As he learns more and more about coffee, he becomes convinced that his destiny is to bring Yemeni coffee out of the war-torn country and back into the spotlight of the world, improving the lives of the exploited farmers in the process. Mokhtar has visited Yemen before and still has family there. So slowly over months and years, he builds a network in Yemen. Visiting as many coffee farms as he can, Mokhtar brings back samples to be tested in the United States for viability. As Mokhtar is preparing to export the first shipment from Yemen, the Houthi tribe invades the capital of Sana’a deposing the existing President.
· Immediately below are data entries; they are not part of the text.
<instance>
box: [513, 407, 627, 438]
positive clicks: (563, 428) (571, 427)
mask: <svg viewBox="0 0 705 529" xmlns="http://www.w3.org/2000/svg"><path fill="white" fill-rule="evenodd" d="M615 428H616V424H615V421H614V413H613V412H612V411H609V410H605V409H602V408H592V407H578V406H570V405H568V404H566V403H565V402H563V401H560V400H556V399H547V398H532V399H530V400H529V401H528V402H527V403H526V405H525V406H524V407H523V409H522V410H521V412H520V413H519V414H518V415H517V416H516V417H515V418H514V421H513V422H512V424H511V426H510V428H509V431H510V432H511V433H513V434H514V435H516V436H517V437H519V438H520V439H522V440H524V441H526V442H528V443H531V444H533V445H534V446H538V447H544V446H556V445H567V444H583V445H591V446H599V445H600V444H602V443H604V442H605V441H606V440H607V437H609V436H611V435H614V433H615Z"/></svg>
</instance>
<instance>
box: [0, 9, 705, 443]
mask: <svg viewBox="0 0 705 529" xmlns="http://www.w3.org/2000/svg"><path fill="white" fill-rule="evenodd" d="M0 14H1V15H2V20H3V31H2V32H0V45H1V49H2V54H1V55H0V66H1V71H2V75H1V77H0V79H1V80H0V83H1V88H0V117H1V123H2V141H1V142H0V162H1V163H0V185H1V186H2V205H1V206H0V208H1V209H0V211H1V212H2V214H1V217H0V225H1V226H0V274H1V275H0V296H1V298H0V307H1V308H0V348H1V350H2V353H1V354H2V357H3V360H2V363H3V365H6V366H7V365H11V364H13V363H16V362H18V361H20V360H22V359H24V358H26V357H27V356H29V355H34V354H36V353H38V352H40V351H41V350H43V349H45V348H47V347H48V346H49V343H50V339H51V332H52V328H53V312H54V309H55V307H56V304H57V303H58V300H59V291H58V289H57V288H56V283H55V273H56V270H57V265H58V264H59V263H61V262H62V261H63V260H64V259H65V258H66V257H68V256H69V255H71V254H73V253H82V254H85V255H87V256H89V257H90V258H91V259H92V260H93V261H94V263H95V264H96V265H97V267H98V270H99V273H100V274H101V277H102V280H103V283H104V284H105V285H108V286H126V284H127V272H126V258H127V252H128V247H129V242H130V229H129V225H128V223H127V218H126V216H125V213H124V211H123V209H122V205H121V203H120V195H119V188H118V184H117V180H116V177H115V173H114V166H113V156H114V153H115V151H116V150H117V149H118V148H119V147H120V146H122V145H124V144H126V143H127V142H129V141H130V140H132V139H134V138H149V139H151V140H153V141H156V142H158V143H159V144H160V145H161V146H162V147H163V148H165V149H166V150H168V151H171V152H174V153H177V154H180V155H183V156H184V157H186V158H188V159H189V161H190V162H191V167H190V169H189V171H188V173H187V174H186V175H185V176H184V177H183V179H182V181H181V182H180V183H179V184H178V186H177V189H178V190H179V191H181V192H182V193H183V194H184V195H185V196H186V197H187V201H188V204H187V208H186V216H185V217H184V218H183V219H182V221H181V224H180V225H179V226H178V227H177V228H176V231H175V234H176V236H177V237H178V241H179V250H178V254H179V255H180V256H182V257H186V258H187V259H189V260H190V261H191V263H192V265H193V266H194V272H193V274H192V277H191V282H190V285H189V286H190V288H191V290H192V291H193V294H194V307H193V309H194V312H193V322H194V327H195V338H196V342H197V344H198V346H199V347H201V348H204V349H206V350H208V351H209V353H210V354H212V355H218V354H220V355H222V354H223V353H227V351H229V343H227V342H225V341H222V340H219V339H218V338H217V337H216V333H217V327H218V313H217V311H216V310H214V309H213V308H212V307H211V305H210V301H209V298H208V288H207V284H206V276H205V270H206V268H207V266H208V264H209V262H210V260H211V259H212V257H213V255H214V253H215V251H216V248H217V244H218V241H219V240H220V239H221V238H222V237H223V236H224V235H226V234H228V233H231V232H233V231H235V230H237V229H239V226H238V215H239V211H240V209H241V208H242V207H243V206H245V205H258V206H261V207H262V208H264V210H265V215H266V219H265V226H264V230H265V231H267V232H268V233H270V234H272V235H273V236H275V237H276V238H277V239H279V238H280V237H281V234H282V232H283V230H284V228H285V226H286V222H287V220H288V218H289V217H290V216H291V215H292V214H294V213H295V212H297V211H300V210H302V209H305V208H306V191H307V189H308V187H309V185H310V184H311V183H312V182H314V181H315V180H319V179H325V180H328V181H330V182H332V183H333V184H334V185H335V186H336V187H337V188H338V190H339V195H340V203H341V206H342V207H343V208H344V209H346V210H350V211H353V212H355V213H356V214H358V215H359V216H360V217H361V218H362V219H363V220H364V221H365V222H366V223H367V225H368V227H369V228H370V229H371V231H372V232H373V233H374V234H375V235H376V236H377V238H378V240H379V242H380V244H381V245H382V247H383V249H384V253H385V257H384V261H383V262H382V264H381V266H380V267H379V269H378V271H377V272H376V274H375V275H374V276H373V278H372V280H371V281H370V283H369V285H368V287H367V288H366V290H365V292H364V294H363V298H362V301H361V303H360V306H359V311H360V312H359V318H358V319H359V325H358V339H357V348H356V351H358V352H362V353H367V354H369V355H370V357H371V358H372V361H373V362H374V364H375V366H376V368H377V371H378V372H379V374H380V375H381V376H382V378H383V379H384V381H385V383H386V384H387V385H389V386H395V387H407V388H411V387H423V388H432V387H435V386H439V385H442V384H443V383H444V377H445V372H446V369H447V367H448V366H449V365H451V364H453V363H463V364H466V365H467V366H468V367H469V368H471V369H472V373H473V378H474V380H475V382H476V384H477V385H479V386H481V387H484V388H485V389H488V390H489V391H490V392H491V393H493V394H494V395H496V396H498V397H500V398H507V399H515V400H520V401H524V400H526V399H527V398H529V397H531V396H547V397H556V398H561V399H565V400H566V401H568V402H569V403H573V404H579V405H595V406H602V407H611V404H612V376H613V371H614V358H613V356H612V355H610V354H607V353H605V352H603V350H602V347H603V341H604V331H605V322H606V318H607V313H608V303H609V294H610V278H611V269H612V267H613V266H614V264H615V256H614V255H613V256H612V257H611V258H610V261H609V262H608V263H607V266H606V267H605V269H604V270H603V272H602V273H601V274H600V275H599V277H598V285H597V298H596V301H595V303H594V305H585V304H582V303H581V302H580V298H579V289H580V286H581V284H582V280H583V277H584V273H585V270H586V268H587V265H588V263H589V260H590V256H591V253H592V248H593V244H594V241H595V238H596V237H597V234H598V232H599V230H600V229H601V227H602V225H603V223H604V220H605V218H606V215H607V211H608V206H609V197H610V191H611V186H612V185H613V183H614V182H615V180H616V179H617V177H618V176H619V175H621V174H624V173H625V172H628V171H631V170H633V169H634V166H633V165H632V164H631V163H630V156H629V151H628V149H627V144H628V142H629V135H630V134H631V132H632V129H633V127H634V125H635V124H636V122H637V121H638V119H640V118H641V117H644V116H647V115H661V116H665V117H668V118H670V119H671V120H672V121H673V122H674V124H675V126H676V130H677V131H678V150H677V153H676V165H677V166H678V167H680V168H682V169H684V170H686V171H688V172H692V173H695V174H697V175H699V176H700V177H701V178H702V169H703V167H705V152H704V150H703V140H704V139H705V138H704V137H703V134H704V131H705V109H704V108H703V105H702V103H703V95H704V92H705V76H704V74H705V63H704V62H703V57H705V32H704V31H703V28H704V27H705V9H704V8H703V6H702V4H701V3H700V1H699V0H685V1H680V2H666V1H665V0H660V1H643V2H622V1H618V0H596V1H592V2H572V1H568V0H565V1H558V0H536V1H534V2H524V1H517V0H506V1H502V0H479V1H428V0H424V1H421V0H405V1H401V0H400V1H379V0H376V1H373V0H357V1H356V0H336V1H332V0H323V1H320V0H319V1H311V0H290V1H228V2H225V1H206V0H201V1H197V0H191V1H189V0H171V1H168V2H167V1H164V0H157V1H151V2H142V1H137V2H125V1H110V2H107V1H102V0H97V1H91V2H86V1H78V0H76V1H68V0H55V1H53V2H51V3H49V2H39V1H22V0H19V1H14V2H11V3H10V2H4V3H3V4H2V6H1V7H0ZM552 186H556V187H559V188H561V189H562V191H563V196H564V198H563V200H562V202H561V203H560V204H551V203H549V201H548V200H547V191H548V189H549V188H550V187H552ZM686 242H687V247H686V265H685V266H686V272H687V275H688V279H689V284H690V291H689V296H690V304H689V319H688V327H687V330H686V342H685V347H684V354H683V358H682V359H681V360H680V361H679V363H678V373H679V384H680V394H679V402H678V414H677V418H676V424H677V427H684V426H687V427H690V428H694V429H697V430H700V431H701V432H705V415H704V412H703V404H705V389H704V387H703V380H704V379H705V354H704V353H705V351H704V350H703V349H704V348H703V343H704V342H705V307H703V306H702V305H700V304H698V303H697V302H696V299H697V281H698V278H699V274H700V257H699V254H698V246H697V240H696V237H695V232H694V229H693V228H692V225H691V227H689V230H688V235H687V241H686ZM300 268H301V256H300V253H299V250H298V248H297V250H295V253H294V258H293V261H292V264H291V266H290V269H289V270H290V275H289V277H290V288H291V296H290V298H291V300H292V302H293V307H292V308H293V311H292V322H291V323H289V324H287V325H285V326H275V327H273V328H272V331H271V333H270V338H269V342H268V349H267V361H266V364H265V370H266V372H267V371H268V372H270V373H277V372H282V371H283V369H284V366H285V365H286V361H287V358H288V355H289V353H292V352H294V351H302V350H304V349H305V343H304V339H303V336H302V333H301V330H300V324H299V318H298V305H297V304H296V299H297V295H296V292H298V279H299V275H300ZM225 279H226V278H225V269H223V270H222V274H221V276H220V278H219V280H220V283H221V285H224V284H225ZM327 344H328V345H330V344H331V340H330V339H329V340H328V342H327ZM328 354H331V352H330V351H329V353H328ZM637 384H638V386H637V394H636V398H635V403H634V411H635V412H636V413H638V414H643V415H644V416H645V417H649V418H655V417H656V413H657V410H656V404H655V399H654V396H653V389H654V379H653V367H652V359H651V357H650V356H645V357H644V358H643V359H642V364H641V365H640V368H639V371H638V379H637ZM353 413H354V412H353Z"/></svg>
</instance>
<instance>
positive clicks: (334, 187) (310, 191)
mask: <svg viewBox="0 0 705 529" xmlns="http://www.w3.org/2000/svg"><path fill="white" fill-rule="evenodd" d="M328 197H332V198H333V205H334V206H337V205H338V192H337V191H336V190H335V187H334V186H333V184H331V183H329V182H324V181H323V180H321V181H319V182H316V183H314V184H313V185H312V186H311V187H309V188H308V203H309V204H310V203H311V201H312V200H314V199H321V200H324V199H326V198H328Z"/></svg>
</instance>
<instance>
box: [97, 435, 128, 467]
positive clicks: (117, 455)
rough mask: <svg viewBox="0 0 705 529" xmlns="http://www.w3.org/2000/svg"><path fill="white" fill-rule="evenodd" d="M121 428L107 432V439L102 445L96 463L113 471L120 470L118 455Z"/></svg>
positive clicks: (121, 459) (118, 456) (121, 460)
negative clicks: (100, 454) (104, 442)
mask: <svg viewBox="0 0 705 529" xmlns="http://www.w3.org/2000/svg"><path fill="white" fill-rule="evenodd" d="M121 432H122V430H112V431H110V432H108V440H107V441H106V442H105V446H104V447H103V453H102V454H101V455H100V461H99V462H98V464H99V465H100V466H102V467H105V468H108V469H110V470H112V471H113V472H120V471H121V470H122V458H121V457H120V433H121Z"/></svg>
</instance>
Saudi Arabia, aligned with the former President, proceeds to bomb Houthi positions and Yemen infrastructure plunging Yemen into a destructive war that continues today. Amidst the bombs and clashes, Mokhtar clings to his dream to bring Yemen coffee to the world, or possibly die trying.
Dave Eggers presents Mokhtar’s story without artifice, letting the extraordinary tale speak for itself. Mokhtar’s drive and quest to bring legitimacy back to Yemen coffee growers, and improve the lives of the farmers is inspiring. That it is happening in a country that has been locked in a civil war for years is all the more incredible. The Monk of Mokha follows Mokhtar through the ups and downs of going from a novice to an expert in coffee, his difficulty in finding investors for this plan to import from Yemen, and his adventures in Yemen just trying to stay alive while bombs are dropping all around. The last section of the book is a race against time to escape from Yemen with a large batch of coffee samples, risking his life repeatedly, enduring repeated capture and duplicitous officials all so that Mokhtar can reach a specialty coffee conference in Seattle on time. The genius of the book is that as absurd as that sounds, by this point we know how crucial that Seattle conference is, and why Mokhtar risks his life to escape Yemen with the samples.
The Monk of Mokha is an enthralling, riveting narrative filled with so many turns of fortune I had to keep reminding myself it was all true. In his quest to bring Yemeni coffee back to the world Mokhtar Alkhanshali has positively affected the lives of thousands of Yemeni farmers and processing employees. His story is inspiring, exciting, at times unbelievable, and full of heart. This is a great book that I think flew under the radar, don’t miss it.